All right, that was a lie. They burned almost as hot as the sun, but he could deal with them. He couldn’t deal with this. Watching his daughter die, eaten alive by the curse that had already stolen his life, his wife, everything he cared about. And was now determined to deprive him of the last thing of value he had left.

It wouldn’t succeed.

Not this time.

“I can’t kill it,” he told Horatiu. “It’s part of her now. But I can trap it, imprison it, wall it away. This mage said he’s done it before, but it takes a fantastic amount of power, more than he possesses or I can afford—”

“Then this is over.”

“Like hell it’s over!” Mircea rounded on the old man. “He doesn’t have the power now, but I’m going to get it for him. And when I do, the vampire part of Dorina will never be a problem again.”

“The vampire part.” Horatiu’s rheumy eyes met his, and there was fire in them. “D’ye hear yourself? Has this latest charlatan rattled your brain, or did the sun cook it?”

“Have a care—”

“I am! I do! And the sense that has somehow left you.” The old man gripped his arms, and Mircea allowed it, despite the pain. Because Horatiu looked pained, too. And worried, more than Mircea thought he’d ever seen before. “She’s your daughter—all of her—aye, the vampire part, too. How d’ye think we found you tonight? Do ye think a human could have tracked you in time, through the maze of streets around here?”

“She is human.” Mircea pulled away, furious that Horatiu couldn’t understand. “She has abilities, yes, because of the disease, just as I do. But it’s killing her—”

“And this mage won’t? Men like him prey on the desperate, telling ye what ye want to hear, to gain what they want in return. He’s fed you a story!”

“He’s also the first decent chance we’ve had! The first to hold out any real hope—”

“Aye, that’s how they get you. They’re purveyors of hope, of dreams—and nothing else!”

“And how would you know?”

“How would you? Because he told you?”

“No. Because she did.” Mircea looked up, in the direction of the room where his daughter slept. “Dorina followed me tonight, to the praetor’s. Not in body,” he added, because Horatiu was looking alarmed. “Mentally. You were right about her gifts.”

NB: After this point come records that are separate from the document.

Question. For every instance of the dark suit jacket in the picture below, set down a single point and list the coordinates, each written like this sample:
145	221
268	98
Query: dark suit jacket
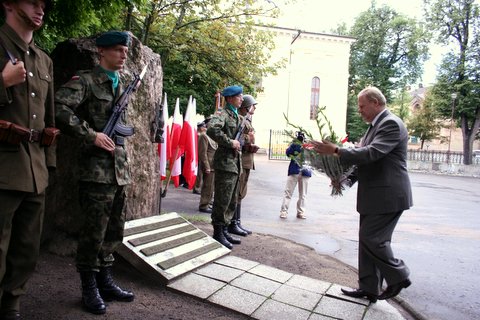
383	182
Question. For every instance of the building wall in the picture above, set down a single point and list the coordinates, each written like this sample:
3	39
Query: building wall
288	92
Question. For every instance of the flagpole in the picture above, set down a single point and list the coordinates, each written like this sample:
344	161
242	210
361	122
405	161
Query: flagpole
164	193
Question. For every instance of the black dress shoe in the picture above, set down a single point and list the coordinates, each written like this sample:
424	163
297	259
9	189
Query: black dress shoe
359	293
394	289
10	315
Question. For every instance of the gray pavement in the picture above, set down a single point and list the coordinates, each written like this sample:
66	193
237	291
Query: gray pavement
264	292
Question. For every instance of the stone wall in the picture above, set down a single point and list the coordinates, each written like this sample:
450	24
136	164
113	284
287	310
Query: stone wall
63	215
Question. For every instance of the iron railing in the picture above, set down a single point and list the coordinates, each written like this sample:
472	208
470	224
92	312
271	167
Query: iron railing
279	142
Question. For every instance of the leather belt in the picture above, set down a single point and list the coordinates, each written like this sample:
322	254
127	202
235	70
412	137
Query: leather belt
34	136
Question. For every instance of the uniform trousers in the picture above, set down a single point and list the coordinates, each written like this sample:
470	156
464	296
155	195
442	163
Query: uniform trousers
102	230
243	184
292	182
206	193
375	256
225	200
21	222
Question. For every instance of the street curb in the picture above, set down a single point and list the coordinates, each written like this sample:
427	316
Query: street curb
408	308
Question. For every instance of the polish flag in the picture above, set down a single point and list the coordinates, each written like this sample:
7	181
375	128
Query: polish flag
163	147
188	142
175	148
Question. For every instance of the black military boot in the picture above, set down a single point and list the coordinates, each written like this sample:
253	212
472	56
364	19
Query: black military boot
91	299
220	237
234	228
239	224
229	237
109	290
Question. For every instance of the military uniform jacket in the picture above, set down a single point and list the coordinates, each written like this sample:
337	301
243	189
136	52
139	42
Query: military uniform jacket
247	157
222	129
83	106
206	151
30	105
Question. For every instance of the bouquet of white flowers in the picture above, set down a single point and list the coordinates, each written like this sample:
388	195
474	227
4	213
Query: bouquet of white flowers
330	165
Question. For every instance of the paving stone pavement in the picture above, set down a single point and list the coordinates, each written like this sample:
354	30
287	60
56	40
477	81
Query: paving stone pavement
266	293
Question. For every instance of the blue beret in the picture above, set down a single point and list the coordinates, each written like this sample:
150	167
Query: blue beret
112	38
232	91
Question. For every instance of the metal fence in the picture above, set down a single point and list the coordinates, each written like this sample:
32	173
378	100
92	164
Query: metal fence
279	142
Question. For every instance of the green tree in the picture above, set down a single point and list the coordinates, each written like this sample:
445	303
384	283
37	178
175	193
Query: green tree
389	51
457	24
81	18
424	123
206	45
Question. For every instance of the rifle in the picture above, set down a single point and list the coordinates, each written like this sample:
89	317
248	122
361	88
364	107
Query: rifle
114	128
239	136
156	129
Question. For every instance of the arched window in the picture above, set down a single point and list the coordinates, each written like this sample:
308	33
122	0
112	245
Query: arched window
314	97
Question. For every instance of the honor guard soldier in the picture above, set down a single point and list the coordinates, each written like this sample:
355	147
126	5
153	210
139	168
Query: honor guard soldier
26	122
83	107
223	129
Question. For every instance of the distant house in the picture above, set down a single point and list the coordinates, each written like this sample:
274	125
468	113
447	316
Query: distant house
316	75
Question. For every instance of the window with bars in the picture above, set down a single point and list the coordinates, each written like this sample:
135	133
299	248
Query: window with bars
314	97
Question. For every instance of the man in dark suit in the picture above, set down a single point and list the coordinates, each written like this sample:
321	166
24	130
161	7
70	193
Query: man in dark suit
384	192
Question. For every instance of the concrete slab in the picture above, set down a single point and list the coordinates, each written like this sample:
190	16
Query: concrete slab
297	297
272	309
256	284
167	246
271	273
340	309
316	316
382	310
196	285
236	262
219	272
309	284
237	299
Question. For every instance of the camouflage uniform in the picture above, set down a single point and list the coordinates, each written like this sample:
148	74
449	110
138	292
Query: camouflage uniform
247	161
227	165
83	107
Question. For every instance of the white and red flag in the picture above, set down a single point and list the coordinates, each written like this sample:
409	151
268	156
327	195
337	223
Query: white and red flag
188	143
163	150
175	147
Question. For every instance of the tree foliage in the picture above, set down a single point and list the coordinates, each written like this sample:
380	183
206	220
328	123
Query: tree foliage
457	23
204	44
389	52
424	123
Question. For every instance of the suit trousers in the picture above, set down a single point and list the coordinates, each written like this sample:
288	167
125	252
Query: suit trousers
225	199
292	182
375	256
206	193
243	184
21	221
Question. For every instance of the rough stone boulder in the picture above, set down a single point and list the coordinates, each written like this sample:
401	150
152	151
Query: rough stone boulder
63	215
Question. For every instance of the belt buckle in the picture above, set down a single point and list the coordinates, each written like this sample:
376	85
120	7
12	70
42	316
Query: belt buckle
30	137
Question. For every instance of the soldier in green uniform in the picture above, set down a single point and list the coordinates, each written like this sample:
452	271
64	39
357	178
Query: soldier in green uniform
26	109
223	129
83	107
249	149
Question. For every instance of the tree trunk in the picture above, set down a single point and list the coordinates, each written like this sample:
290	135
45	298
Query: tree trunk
63	215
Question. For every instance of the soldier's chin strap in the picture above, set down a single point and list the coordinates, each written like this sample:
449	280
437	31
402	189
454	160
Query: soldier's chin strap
27	19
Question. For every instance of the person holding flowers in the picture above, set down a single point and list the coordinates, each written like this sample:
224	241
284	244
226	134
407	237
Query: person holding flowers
384	192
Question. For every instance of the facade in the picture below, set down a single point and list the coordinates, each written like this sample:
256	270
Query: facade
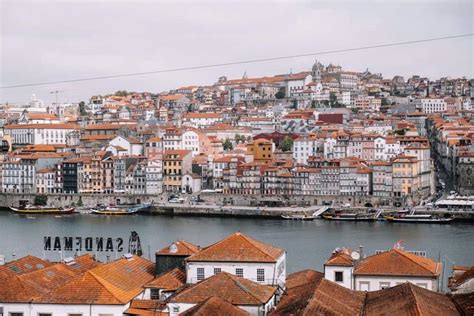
39	134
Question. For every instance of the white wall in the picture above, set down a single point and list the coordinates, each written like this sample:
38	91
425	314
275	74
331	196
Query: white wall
250	270
64	310
329	274
373	282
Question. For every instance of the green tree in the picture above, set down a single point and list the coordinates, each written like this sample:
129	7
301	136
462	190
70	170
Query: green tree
227	145
41	200
280	94
286	144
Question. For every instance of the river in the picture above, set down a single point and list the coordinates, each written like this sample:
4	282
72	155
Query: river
308	244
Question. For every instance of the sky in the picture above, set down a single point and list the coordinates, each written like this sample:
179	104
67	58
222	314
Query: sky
45	41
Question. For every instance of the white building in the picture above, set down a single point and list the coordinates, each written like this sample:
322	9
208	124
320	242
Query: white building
382	270
432	105
254	298
39	134
242	256
154	177
132	146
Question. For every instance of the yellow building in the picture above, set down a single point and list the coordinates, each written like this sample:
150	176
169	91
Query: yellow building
176	163
405	176
262	150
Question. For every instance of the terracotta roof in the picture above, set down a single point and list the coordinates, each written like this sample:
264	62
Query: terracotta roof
214	306
319	296
168	281
179	248
456	281
238	248
408	300
115	283
464	302
398	262
234	289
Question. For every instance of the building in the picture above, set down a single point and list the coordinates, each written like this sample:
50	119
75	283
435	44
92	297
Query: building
262	150
249	296
39	134
176	163
242	256
382	270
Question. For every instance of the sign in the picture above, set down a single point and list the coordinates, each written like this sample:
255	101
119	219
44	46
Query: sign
92	244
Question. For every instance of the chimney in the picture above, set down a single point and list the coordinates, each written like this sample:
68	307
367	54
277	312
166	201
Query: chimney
361	252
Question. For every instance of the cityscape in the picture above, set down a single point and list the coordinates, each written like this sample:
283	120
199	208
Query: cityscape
333	187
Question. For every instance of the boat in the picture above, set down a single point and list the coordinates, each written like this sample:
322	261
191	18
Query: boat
419	218
356	217
299	217
30	209
110	210
407	216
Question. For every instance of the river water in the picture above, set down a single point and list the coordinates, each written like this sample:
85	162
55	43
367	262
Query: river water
308	244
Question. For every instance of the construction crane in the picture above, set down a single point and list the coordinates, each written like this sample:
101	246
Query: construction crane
56	93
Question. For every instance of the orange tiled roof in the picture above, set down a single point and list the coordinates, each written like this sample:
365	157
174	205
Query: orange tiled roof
234	289
408	300
238	248
318	296
398	263
115	283
214	305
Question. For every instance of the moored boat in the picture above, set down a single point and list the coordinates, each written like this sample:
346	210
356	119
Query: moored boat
356	217
419	218
42	210
299	217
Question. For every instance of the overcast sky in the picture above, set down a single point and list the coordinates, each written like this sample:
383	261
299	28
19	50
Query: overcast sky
59	40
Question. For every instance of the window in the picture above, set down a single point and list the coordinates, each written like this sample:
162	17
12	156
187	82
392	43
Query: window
384	285
200	274
239	272
154	294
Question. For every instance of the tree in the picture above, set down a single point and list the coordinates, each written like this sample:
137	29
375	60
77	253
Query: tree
41	200
286	144
281	93
82	108
227	145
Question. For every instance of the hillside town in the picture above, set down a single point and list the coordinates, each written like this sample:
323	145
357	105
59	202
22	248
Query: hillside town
325	131
237	275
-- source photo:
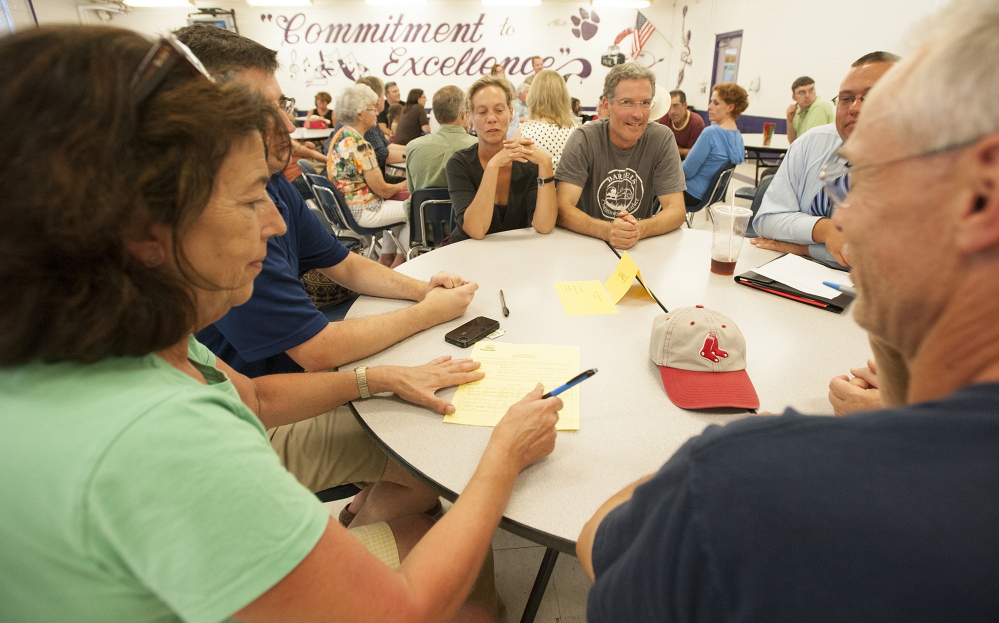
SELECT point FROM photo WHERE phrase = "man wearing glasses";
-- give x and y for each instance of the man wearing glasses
(883, 516)
(807, 111)
(794, 216)
(613, 170)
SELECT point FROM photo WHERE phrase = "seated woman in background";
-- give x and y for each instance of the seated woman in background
(139, 486)
(414, 122)
(353, 168)
(551, 120)
(393, 114)
(499, 184)
(322, 109)
(718, 144)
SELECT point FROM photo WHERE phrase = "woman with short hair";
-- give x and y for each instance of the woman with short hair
(551, 120)
(139, 483)
(353, 167)
(414, 121)
(499, 184)
(719, 143)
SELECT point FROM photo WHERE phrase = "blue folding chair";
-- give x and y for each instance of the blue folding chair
(429, 211)
(719, 187)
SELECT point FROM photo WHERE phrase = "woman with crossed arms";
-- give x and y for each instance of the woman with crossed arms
(499, 184)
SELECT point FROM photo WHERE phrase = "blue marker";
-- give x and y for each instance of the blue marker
(841, 288)
(576, 380)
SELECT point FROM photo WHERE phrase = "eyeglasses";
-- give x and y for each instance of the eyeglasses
(846, 101)
(158, 62)
(835, 175)
(626, 103)
(287, 104)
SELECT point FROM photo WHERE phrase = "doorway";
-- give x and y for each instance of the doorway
(727, 50)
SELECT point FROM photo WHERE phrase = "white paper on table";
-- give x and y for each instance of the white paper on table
(805, 275)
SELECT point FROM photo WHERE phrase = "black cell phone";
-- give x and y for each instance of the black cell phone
(471, 332)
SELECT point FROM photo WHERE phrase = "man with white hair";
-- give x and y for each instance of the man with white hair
(794, 216)
(883, 516)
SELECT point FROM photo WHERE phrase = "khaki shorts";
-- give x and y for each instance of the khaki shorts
(328, 450)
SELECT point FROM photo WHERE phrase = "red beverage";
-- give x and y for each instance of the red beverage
(722, 268)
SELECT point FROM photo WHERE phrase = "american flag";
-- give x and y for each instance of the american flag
(643, 30)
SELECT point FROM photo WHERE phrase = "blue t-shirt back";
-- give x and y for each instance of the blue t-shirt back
(883, 516)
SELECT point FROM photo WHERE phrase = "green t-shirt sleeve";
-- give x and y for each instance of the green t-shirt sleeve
(191, 501)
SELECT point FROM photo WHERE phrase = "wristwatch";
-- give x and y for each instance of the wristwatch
(362, 381)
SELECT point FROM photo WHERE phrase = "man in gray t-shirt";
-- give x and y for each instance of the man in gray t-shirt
(612, 169)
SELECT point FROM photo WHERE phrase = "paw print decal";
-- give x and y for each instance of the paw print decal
(585, 24)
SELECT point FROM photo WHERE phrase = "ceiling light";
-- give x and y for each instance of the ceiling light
(511, 2)
(621, 4)
(159, 3)
(402, 3)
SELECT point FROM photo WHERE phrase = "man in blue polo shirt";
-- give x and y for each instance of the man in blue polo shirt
(280, 329)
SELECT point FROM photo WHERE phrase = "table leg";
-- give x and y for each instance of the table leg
(540, 584)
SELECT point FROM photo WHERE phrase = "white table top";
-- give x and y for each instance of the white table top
(309, 134)
(777, 142)
(629, 427)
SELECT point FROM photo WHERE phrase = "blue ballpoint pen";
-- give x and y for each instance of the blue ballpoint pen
(576, 380)
(840, 287)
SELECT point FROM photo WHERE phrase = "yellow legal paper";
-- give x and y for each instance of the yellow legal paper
(512, 370)
(584, 298)
(622, 278)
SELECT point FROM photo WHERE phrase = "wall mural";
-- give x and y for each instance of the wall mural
(320, 53)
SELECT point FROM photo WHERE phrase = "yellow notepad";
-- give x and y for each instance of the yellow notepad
(512, 370)
(584, 298)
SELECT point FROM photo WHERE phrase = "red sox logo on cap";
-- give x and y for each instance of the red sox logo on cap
(701, 356)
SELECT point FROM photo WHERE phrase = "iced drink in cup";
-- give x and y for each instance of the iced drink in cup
(730, 223)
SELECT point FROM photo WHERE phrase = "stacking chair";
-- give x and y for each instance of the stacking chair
(429, 208)
(335, 208)
(718, 186)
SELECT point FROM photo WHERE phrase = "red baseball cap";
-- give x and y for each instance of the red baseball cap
(701, 356)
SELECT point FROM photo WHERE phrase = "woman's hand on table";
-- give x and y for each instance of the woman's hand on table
(418, 384)
(445, 304)
(857, 393)
(527, 431)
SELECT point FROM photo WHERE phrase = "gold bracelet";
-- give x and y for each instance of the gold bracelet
(362, 381)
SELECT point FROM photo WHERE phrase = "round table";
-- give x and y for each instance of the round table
(628, 427)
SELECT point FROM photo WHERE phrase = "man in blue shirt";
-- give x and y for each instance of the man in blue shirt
(794, 216)
(888, 515)
(280, 329)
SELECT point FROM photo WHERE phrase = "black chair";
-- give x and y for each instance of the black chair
(749, 192)
(757, 200)
(719, 187)
(429, 211)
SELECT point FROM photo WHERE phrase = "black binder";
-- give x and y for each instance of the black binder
(766, 284)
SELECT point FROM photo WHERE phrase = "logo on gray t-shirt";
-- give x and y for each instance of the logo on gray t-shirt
(622, 189)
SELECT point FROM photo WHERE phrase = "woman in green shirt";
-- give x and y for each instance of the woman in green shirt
(139, 484)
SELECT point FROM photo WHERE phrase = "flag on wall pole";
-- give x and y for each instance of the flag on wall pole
(643, 31)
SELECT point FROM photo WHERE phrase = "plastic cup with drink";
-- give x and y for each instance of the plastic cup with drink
(728, 233)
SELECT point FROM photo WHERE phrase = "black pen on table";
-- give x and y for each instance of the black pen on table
(576, 380)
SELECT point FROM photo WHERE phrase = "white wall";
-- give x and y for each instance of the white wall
(782, 39)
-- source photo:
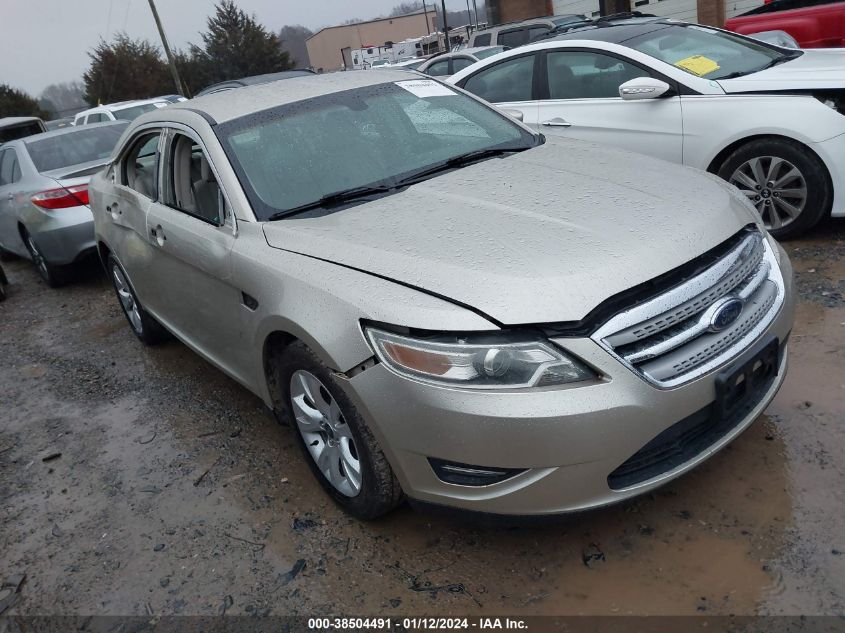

“Mentally?” The old man’s eyes narrowed. “What does that mean?”

“I’m not sure. But she was there. And when I asked her how she managed it, how she could do anything after what she went through last night, do you know what she said?”

“I’m going to find out,” Horatiu muttered, also looking at the ceiling.

This time, it was Mircea who took him by the arms. “She said, ‘It’s only bad when we’re both awake at the same time.’ She knows, Horatiu. She knows there’s two of her, a light and a dark. The girl she should have been, and the monster I made of her.

“A monster I’m going to shut away—forever.”